Saturday 31 May 2014

Fear and the University

So, all of us who care to have heard about the drama going on at the University of Saskatchewan lately will have heard by now. The TransformUS project, which really translates into another crippling bout of layoffs and department mergers in the name of a maybe-deficit that isn't too different from the deficit facing pretty much any public institution in the country. Soon-to-be retired professor R. Buckingham's outcry against the TransformUS plan and the rather brutal reaction of the provost/president with his termination and a lifelong ban from campus. The popular outcry that this was an affront to academic freedom and freedom of speech and the resulting resignation of the Provost and termination of President Ilene Busch-Vishniac.

I am ashamed to say that, as an employee of the university, I did very little to speak out against TransformUs, or Busch-Vishniac's treatment of Dr. Buckingham. I didn't blog about it, facebook about it, didn't reshare any of the articles I was avidly reading, didn't attend the May 21st rally. I didn't do any of these things because I was afraid -- like, stupid, paralyzing, lay in my bed in the dark and fear for my job/develop dental tooth-grinding problems afraid.  I am only talking about it now because I feel a bit safer under the administration of our new temporary president Gordon Barnhart.

So, why so afraid? Aside from the obvious fear of losing a job that I love, being a new employee in a unionized setting where there is a push towards "last in the door, first out," I was afraid because under the regime of Busch-Vishniac, there was a seemingly conscious effort to create a climate of fear. All employees regardless of union/non-union/tenure-track/faculty status were at risk of coming to work one morning to find a pair of security guards and (if lucky) a cardboard box waiting at their desk. No two weeks warning, no gentle words of explanation and an honourable goodbye--just the University equivalent of gestapo making an example of you in front of people you'd worked with, maybe for decades, and a long escorted "perp walk" off campus.

Management through fear, while it may work fine in many corporate environments, is absolutely contrary to everything an academic institution should stand for. This is because fear is so frequently partnered with ignorance. I won't say that you can't have one without the other, or that one causes the other, but chances are: where there is fear, there is ignorance, and where there is ignorance, there is fear.

By encouraging an atmosphere of fear on a University campus, Busch-Vishniac was also encouraging ignorance. Innovative thinking on the part of the students can hardly be fostered in a place where staff are bullied to thinking and behaving like drones. And without innovative thinking on the part of at least some percentage of the University population, what, really, is the point of the academic institution? We become some sort of Dr. Seussian machine churning out identical creatures with stars on their bellies and stamped pieces of paper in their hands.

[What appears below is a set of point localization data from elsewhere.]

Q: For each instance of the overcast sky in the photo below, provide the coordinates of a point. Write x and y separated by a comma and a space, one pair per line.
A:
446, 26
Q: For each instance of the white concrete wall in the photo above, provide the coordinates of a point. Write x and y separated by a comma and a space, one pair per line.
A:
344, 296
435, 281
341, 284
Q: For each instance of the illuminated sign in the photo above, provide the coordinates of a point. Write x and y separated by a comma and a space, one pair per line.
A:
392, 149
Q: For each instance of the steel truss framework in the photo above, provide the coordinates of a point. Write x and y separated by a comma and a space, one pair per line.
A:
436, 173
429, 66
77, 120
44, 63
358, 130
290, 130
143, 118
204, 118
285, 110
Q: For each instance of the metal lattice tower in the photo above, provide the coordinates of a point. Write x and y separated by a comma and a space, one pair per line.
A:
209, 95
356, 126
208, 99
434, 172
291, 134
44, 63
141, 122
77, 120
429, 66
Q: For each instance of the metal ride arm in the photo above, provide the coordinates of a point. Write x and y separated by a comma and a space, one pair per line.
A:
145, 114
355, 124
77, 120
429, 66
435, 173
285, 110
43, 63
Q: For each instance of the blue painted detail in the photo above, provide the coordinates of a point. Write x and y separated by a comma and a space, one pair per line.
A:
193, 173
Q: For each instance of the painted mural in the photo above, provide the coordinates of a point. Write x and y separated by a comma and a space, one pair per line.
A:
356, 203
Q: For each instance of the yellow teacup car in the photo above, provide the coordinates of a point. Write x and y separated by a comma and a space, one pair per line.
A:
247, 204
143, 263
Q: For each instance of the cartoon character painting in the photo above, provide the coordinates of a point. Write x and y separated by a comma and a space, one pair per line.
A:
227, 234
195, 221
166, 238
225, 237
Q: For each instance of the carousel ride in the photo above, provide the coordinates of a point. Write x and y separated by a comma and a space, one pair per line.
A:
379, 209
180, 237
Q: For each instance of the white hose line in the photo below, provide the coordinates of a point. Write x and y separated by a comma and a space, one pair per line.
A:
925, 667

While the relief when the Provost stepped down was great, and the relief accompanying the termination of Busch-Vishniac even greater, I think the true sign that this attitude of ruling-by-fear is changing comes with interim president Barnhart's assurance that Perp Walks are a thing of the past. Perhaps with the withdrawal of the cloud of fear that has been hovering over the campus for the past few years, the entire institution can get back to the important task of focusing on enlightenment over ignorance. 

1 comment:

  1. welcome to the grown up world. When suddenly, the future of you, resides solely and completely on you, no do over, things get scary. Businesses like what you describe, reside everywhere here especially in a struggling economy. That is why, despite flaws, we rejoice with stories of google and the like. Today you were honest. Hold on to that because in the future, there will come a time again when you sit down and say nothing even if you want to. We all do at times. You choose your battles and sometimes you simply choose WHEN to join the battle. It's a balancing act. Decisions that say who you are and who you want to be. Recognizing your own choices and speaking them out loud with your regrets means there is a chance next time you'll refer back and consider trying something else. And you're slowly learning that you don't have to defend every cause to be someone who stands for what they believe in. Either way, expressing all of this makes you someone I hope I know for a long time to come.